The depth data is only 1 layer, so using a 3 color image to represent depth causes redundant pixel values. To solve this we split the depth image by 3 and spread over 3 layers (R,G,B) in order to reduce image size and improve training time.
Below is a sample image taken from the realsense camera while operating on the car.
The final improvement that was made was to reduce the unit depth per bit to 100um. At the default value of 1mm per bit, the sensor provided a range of 65.535m which was more than necessary and provided only 255mm of resolution per bit after scaling. After reducing the unit depth to 100um, the resolution was improved to 25.5mm per bit and the effective range was still 6.5535m. The image below shows the improvement in the quality of the depth data. It is much more descriptive of the area of depth immediately in front of the car.

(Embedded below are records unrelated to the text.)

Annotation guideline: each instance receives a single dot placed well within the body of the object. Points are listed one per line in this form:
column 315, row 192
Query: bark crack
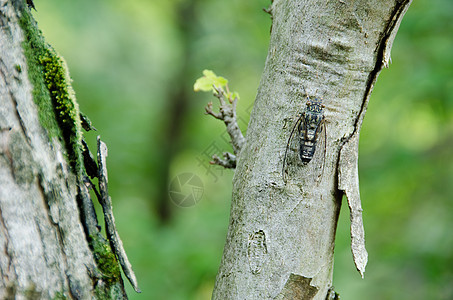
column 7, row 253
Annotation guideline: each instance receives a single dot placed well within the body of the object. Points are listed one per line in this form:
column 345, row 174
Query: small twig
column 209, row 111
column 229, row 162
column 110, row 227
column 227, row 113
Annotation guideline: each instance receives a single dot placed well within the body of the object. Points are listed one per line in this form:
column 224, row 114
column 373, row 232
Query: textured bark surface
column 43, row 246
column 281, row 236
column 44, row 251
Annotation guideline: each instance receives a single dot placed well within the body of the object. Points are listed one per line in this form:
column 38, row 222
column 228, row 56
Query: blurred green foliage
column 134, row 64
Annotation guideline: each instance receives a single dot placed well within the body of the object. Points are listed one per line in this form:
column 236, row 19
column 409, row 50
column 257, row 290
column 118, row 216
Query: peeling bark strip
column 332, row 50
column 106, row 203
column 348, row 177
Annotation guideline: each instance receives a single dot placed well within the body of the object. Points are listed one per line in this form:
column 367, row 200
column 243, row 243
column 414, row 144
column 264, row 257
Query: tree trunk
column 49, row 238
column 281, row 236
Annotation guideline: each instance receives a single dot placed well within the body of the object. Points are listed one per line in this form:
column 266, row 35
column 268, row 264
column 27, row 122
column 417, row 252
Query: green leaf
column 207, row 82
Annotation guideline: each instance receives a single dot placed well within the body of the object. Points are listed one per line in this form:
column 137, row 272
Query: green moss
column 105, row 260
column 52, row 91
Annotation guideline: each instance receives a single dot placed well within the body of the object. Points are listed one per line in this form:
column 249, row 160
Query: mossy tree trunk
column 281, row 236
column 50, row 245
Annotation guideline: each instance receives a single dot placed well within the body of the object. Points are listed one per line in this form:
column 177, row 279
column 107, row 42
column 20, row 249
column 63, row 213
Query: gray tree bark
column 50, row 244
column 281, row 236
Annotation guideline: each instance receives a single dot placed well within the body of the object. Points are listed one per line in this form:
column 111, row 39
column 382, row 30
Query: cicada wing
column 316, row 166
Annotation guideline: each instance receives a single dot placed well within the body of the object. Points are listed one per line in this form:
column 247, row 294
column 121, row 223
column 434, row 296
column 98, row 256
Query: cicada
column 309, row 125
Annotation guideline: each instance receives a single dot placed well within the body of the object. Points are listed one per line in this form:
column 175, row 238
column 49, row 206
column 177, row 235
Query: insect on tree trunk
column 281, row 235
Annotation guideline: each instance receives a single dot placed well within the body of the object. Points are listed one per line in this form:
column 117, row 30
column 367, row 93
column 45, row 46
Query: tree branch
column 227, row 113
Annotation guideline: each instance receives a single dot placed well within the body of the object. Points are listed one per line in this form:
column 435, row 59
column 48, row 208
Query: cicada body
column 309, row 128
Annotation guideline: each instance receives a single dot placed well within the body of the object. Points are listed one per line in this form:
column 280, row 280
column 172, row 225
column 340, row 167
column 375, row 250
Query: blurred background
column 134, row 64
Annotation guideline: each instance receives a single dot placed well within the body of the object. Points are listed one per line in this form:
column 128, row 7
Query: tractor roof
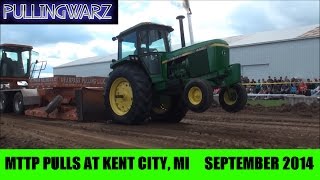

Static Obstacle Comparison
Video w/ Webcam: https://youtu.be/NG8DB0FhqQU
Video w/ Real Sense removing Green Channel: https://youtu.be/4lgLF7CeVF4
Video w/ Real Sense and Concatenated Part: https://youtu.be/vBtSB5AywY0
Video w/ Webcam: https://youtu.be/mfGb-J7hcpY
Video w/ Real Sense and Concatenated Part: https://youtu.be/xeeLgV3EJok
Dynamic Obstacle Comparison
Ultimately, we recommend the Intel Realsense over a webcam for obstacle avoidance. For static obstacle avoidance, there isn't much of a difference in performance. However, with dynamic obstacle avoidance the webcam completely fails, while the real-sense does a fairly good job. Realistically, if someone is trying to do obstacle avoidance, the obstacles are not going to remain static, so the Intel Realsense is the clear choice for obstacle avoidance.
Problems Encountered and Lessons Learned
This project had its ups and downs. Ultimately, we accomplished what we set out to do but we hit some hiccups along the way. Ultimately what we learned was to read documentation and product support before attempting to implement a product. We also learned code wrappers are a blessing.